Betty Ford is currently the place where Lindsay Lohan is trying to kill her nostril’s hunger for the bad shit dust and her throat’s craving for orange Creamsicle pills, but her ex-father tells UsWeekly that she’s wasting her time and money. The sundried turtle says that LiLo might as well have checked into Hedonism for treatment, because Betty Ford is nothing more an overpriced spa. Apparently, Michael should know since his stupid ass spent some time there.
Michael spat this mess out, “Look at the ‘short’ list of people who went to Betty Ford — most, if not all, have relapsed. I went there myself, and I will tell you, Betty Ford is a country club. They administer prescription meds and even put their patients on prescription meds. Once more, they don’t have family therapy at all. The root of her problems is her family. his will not work — mark my words! If Betty Ford gives her any prescription drugs, they become another enabler. Back to square one!”
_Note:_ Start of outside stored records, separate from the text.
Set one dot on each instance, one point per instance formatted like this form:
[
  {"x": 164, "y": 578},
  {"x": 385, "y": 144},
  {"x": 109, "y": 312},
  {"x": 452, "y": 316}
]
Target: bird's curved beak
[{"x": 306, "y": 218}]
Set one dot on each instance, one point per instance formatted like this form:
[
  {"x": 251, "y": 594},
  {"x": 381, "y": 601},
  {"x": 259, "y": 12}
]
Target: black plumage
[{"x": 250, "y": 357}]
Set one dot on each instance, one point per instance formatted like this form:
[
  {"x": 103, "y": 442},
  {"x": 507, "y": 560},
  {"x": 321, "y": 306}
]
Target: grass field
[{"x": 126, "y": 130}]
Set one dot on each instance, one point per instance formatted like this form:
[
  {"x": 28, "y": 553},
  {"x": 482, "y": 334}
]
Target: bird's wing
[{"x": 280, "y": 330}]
“Skidmark my words” is more like it. Okay, 99% of what comes out of Michael Lohan’s mouth belongs at the bottom of an out of service Port-A-Potty off the Garden State Parkway, but he’s actually making sense here. Round up all the Lohans from Nana to 45-year-old Ali and throw them all into a room. Instead of giving all of us aches in our heads, eyes and ears, they can slowly destroy each other.
SPOILER ALERT: The only bitch that would come out of that room alive is Nana Lohan. She’ll have a piece of White Oprah’s ratty weave in one hand and Michael Lohan’s soul-killing cell phone case in the other.